Actually, crime fiction writer C. B. Gilford, but few if any of his memorial stories were published. The death of his wife left him a wreck.

Fritz Leiber was spun back into alcoholism by the death of his wife, but I'm not sure that he wrote memorial fiction about her...he did deal with it briefly in his short memoir, first published in THE GHOST LIGHT...and, I believe, in at least one of his essays.

Of course, William Burroughs wrote about his wife's murder, but actually killing your spouse is rather further away than what we're looking for here (interesting, though, that while Leiber was an alcoholic and abused "downers" such as cough syrup, his wife, much like opiate-addict Burroughs's, was an amphetamine junkie...Leiber wrote a story about their abuses, "The Secret Songs," one of his several powerful autobiographical stories in playlet form.

Todd Mason said...

And, no, I don't think she needed to be a martyr to his memory if she felt she could have a new marriage. 18 months isn't exactly rushing into things at all.

But leave to BACKBITER'S WEEKLY, abbreviated TNYRB, to run a piece that would scold a survivor for Daring to marry a year and a half later. Even after writing a book about how losing her partner of forty plus years was devastating. Clearly, she was carousing on the royalties. Or something.

Todd Mason said...

13 months, Oates notes. Still not exactly dancing across the grave.

Oates letter

Todd Mason said...

And Julian Barnes, in his review (visible at a link at the head of the Oates letter-link-page), ends with a quotation from Samuel Johnson:

He that outlives a wife whom he has long loved, sees himself disjoined from the only mind that has the same hopes, and fears, and interest; from the only companion with whom he has shared much good or evil; and with whom he could set his mind at liberty, to retrace the past or anticipate the future. The continuity of being is lacerated; the settled course of sentiment and action is stopped; and life stands suspended and motionless, till it is driven by external causes into a new channel. But the time of suspense is dreadful.

kathy d. said...

That's interesting.

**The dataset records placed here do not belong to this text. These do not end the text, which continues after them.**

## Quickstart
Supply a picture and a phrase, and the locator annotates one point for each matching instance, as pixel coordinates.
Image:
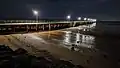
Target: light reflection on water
(74, 38)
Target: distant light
(68, 17)
(94, 20)
(85, 19)
(88, 19)
(35, 12)
(79, 18)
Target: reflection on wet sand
(89, 51)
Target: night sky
(59, 9)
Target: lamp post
(35, 12)
(79, 18)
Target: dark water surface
(91, 51)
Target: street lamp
(68, 17)
(85, 19)
(79, 18)
(35, 12)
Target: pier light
(79, 18)
(36, 13)
(68, 17)
(85, 19)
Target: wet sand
(58, 43)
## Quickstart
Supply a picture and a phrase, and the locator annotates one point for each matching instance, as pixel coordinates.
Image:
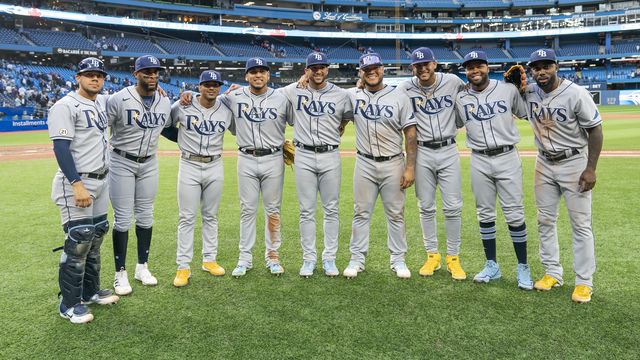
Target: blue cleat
(275, 268)
(524, 277)
(490, 272)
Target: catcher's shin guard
(91, 282)
(80, 234)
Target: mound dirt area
(38, 152)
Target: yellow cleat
(213, 268)
(581, 294)
(546, 283)
(182, 277)
(453, 266)
(431, 265)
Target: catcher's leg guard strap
(91, 281)
(72, 261)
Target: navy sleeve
(62, 150)
(170, 133)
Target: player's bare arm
(588, 177)
(81, 195)
(411, 146)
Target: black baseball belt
(199, 158)
(378, 158)
(496, 151)
(259, 152)
(437, 144)
(126, 155)
(559, 156)
(97, 176)
(316, 149)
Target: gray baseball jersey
(259, 123)
(379, 118)
(259, 120)
(200, 132)
(559, 120)
(434, 106)
(487, 115)
(84, 123)
(317, 115)
(434, 109)
(81, 120)
(135, 128)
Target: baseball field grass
(375, 316)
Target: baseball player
(432, 95)
(260, 117)
(320, 112)
(568, 134)
(486, 109)
(137, 114)
(199, 130)
(381, 115)
(77, 127)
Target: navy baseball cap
(542, 55)
(256, 63)
(475, 55)
(420, 55)
(371, 59)
(91, 64)
(211, 75)
(147, 62)
(317, 58)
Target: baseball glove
(289, 152)
(517, 76)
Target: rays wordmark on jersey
(484, 112)
(256, 113)
(98, 120)
(547, 113)
(431, 106)
(205, 127)
(147, 120)
(372, 112)
(315, 107)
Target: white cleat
(144, 275)
(352, 270)
(121, 283)
(401, 270)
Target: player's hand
(408, 177)
(81, 195)
(186, 98)
(587, 180)
(161, 91)
(303, 82)
(231, 88)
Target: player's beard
(548, 84)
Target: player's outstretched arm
(588, 177)
(411, 148)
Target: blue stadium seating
(59, 39)
(8, 36)
(183, 47)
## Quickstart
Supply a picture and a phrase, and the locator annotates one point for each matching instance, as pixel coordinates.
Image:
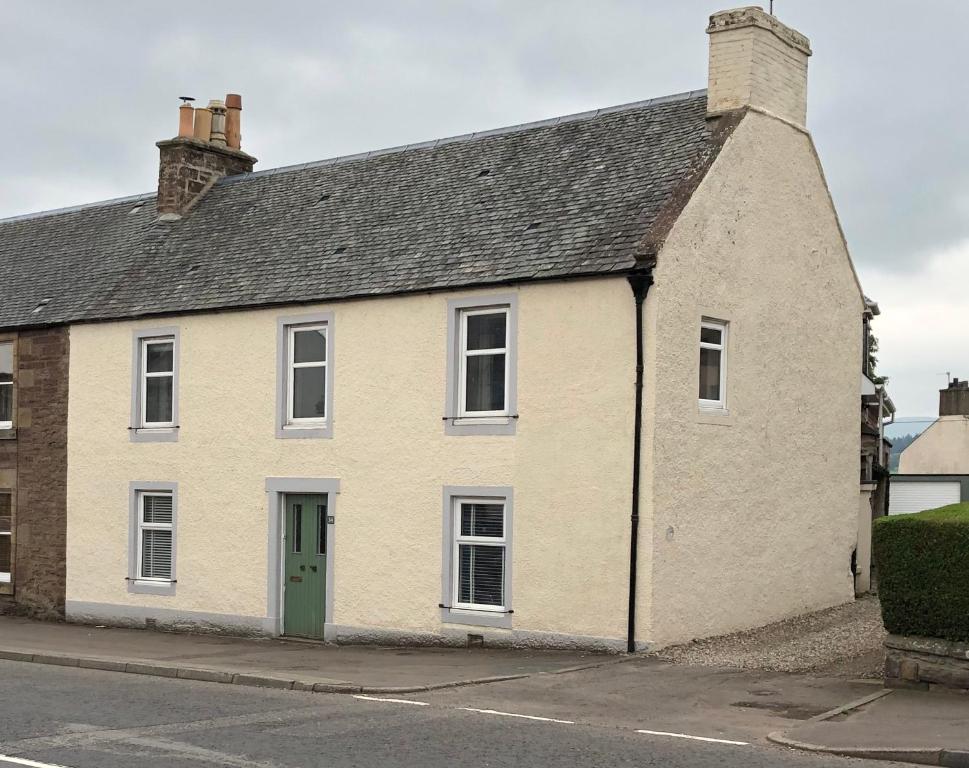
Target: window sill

She perhaps should have mentioned that she remarried in an afterword or even a preface, and said that it didn't affect her grieving for her first husband.

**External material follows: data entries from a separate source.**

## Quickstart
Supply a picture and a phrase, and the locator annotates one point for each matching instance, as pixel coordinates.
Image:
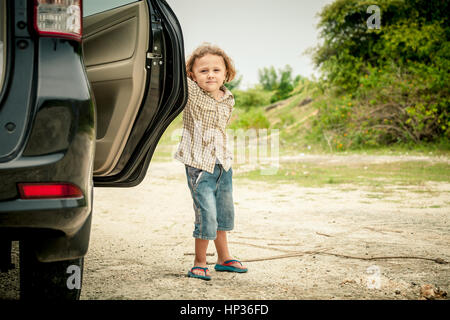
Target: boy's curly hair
(207, 48)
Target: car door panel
(164, 98)
(114, 45)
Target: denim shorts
(213, 200)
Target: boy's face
(209, 72)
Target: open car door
(134, 58)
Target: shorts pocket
(194, 175)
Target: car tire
(60, 280)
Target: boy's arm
(231, 112)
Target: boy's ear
(191, 75)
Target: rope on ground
(292, 254)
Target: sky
(254, 33)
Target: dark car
(84, 101)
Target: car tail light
(48, 190)
(59, 18)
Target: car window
(91, 7)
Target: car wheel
(60, 280)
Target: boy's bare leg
(223, 253)
(200, 256)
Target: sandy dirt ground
(337, 242)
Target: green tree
(398, 75)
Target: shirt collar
(227, 94)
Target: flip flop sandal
(193, 275)
(227, 266)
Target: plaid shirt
(204, 138)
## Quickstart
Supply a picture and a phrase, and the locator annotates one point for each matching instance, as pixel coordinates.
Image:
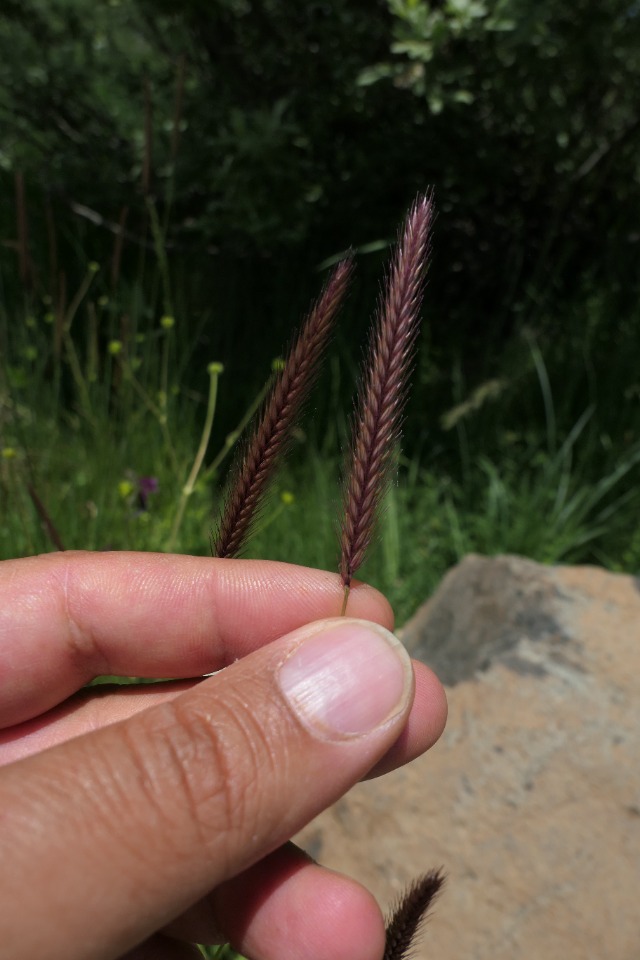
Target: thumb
(110, 836)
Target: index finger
(66, 618)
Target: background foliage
(208, 159)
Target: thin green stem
(215, 369)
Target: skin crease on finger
(106, 591)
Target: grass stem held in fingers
(383, 389)
(410, 913)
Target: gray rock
(531, 800)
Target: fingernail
(347, 679)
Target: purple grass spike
(383, 388)
(255, 467)
(410, 914)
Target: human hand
(138, 821)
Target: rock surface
(531, 800)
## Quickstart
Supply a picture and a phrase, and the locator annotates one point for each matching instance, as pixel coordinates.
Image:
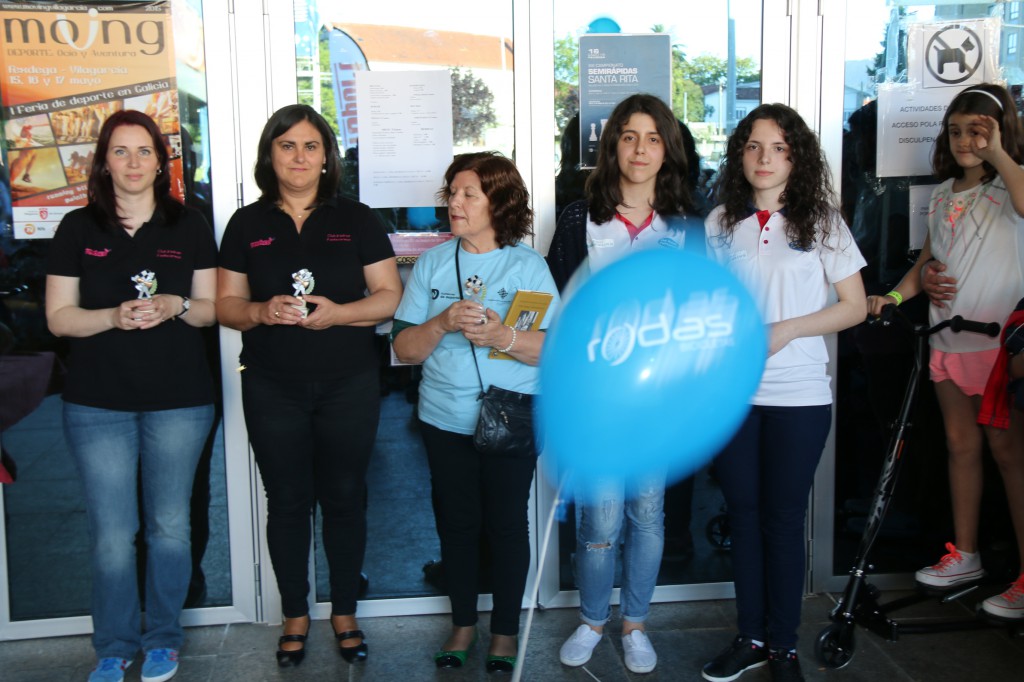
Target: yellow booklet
(525, 314)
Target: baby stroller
(835, 646)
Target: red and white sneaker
(1010, 604)
(953, 568)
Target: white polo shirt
(610, 241)
(984, 250)
(786, 282)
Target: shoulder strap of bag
(472, 350)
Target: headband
(987, 94)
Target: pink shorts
(969, 371)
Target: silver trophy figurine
(145, 284)
(302, 284)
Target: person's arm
(495, 334)
(235, 309)
(65, 316)
(202, 312)
(414, 344)
(908, 287)
(939, 288)
(846, 312)
(384, 286)
(987, 145)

As someone who lost my partner many years ago, and fairly soon had another long-time partner, it did not stop the grief or mourning at all, which went on for years, and decades later, still does, and sometimes crops up and hits me when I'm least expecting it.

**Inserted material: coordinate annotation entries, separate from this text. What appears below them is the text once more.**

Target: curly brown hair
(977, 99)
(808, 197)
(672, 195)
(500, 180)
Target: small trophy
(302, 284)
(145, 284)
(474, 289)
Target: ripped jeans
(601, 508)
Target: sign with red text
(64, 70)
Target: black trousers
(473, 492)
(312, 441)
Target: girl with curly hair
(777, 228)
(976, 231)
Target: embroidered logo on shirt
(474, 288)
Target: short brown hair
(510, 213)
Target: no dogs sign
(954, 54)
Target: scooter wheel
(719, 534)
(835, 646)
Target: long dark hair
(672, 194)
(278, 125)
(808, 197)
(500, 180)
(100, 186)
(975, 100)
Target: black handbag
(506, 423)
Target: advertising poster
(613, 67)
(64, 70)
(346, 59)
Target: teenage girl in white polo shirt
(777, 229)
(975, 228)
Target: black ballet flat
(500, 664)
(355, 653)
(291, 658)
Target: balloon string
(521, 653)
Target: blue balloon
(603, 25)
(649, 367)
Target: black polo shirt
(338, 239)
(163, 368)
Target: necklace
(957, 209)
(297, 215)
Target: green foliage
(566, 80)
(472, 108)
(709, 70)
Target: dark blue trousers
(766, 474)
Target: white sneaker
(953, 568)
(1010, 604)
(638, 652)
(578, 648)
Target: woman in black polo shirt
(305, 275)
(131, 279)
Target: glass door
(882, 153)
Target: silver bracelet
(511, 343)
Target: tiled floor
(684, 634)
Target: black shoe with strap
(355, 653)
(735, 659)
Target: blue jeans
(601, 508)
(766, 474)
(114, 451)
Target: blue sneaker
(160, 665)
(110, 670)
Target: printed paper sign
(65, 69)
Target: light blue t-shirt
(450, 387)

But always the month that he passed away is very difficult for me, and I never do anything (even deal with a medical crisis) on the anniversary of his passing.

One human being does not substitute for another. And there are many reasons for grieving, one of which is one grieves for the loss of life of that individual, for him, what he's missing, what he could still have done. That does not go away with another person's presence.

Deb said...

I can think of several memoirs written by men about their late wives. I'm not sure if any of them were written after the authors remarried (if, indeed, they did remarry). Calvin Trillin's ABOUT ALICE, Donald Hall's THE BEST DAY THE WORST DAY, and Rob Sheffield's LOVE IS A MIX TAPE are the first three that popped into my head.

pattinase (abbott) said...

Jane Kenyon-How could I forget that.
Great insights, Kathy. Thanks.

pattinase (abbott) said...

Todd-I think a sign of a good marriage is you want to repeat that relationship and from what I have read about JCO in bios and such, I think she needs that bulwark to write.

Anonymous said...

Deb, I was also going to mention Calvin Trillin's book about his wife Alice, which I thought was very moving in its understated way.

Jeff M.

George said...

I heard an interview with Joyce Carol Oates on NPR where she defended her telling of her story in this way. The fact that she remarried a year later seems irrelevant to me. The grief she describes at her husband's death moved me profoundly.

pattinase (abbott) said...

Me, too. The book kept my interest despite my fear of that experience.

Deb said...

Jeez, what happened to all our comments? Blogger is going cuckoo-bananas recently.

pattinase (abbott) said...

Still hoping it will be restored but doubt it.